Clustering ligand conformations using cartesian PCA¶
In this example, conformation of ligands were clustered with respect to receptor.
At first, PCA was performed using atom-coordinates (cPCA), and subsequently, projections on eigenvectors were used as the features
Atom-coordinates PCA¶
- Covariance, eigenvector and eigenvalue caculcations
echo 13 14 | gmx covar -s input-files/input.tpr -f input-files/trajectory.xtc -n input-files/input.ndx
Here, 13
is index group of receptor atoms, which were used for superposition by least-square fitting.
14
is index group of ligand without any hydrogen atoms.
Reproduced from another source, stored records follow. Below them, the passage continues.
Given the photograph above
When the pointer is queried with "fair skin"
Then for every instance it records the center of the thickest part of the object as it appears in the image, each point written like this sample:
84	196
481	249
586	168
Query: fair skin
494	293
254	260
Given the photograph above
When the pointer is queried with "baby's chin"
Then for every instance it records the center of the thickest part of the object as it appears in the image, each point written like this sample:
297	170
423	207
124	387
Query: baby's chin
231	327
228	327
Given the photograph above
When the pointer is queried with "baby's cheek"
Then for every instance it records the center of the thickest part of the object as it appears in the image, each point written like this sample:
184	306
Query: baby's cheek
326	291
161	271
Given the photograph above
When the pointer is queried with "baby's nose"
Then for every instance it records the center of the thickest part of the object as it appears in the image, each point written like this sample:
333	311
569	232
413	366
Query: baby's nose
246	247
Above command generated eigenvec.trr
and
eigenval.xvg
files. eigenvec.trr
is necessary in next command as input.
- Projections on eigenvectors
echo 13 14 | gmx anaeig -s input-files/input.tpr -f input-files/trajectory.xtc -n input-files/input.ndx -proj -first 1 -last 20
In the above command, -v eigenvec.trr
was used by default and eigenvectors were read from this file.
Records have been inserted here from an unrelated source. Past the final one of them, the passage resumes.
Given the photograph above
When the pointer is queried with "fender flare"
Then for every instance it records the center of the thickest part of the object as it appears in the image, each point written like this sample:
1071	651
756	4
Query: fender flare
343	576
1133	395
A new output file proj.xvg
is generated containing projections on first 20 eigenvectors.
This file is used as an input file in gmx_clusterByFeatures
.
Clustering¶
echo 0 14 13 | gmx_clusterByFeatures cluster -s input-files/input.tpr -f input-files/trajectory.xtc -n input-files/input.ndx \
-feat proj.xvg -method kmeans -nfeature 20 -cmetric ssr-sst -ncluster 15 \
-fit2central -sort features -cpdb clustered-trajs/central.pdb \
-fout clustered-trajs/cluster.xtc -plot pca_cluster.png\
K-means clustering was used with maximum number of 15 clusters (-ncluster 15
). It means, clustering were performed 15 times,
and in each iteration, starting from two, one more cluster was generated. Subsequently, 9 clusters were accepted as final clusters
using change in SSR/SST ratio (-cmetric ssr-sst
and -ssrchange 2
)
Note
Check carefully order of index groups selected in the above command.
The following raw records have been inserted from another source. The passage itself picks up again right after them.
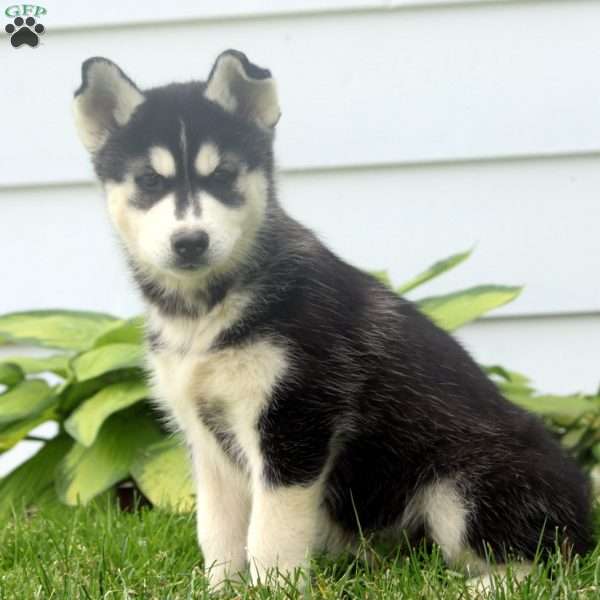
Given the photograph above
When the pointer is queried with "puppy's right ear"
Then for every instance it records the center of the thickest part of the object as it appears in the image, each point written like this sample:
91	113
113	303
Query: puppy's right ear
105	101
a. First index group - output in central structures and clustered trajectories
b. Second index group - clustering group, here it is ligand without hydrogen atoms
c. Third group - Used for superposition by least-square fitting.
Outputs¶
Central structures of each cluster:
Cluster-ID Central Frame Total Frames
1 45447 19639
2 51211 15441
3 36523 10488
4 63595 9101
5 70685 6909
6 41378 6157
7 3166 5891
8 21937 4756
9 7755 2166
RMSD (nm) between central structures:
c1 c2 c3 c4 c5 c6 c7 c8 c9
0.000 0.292 0.701 0.444 0.484 0.498 1.076 0.411 0.883
0.292 0.000 0.684 0.428 0.418 0.552 1.063 0.439 0.844
0.701 0.684 0.000 0.834 0.574 0.360 0.860 0.588 0.812
0.444 0.428 0.834 0.000 0.571 0.705 0.940 0.733 0.763
0.484 0.418 0.574 0.571 0.000 0.351 0.947 0.670 0.961
0.498 0.552 0.360 0.705 0.351 0.000 0.959 0.548 0.967
1.076 1.063 0.860 0.940 0.947 0.959 0.000 1.165 0.614
0.411 0.439 0.588 0.733 0.670 0.548 1.165 0.000 0.890
0.883 0.844 0.812 0.763 0.961 0.967 0.614 0.890 0.000
Output files generated:
-g cluster.log
: log output containing information about the clusters.-clid clid.xvg
: Cluster-id as a function of time.-fout clustered-trajs/cluster.xtc
: 9 clustered trajectories were extracted with name cluster_c{ID}.xtc-cpdb clustered-trajs/central.pdb
: 9 central structures PDB files were extracted with name central_c{ID}.pdb-plot pca_cluster.png
: Plots of feature-vs-feature with different colors as clusters and central structure. This plot can be used for visual inspection of clustering.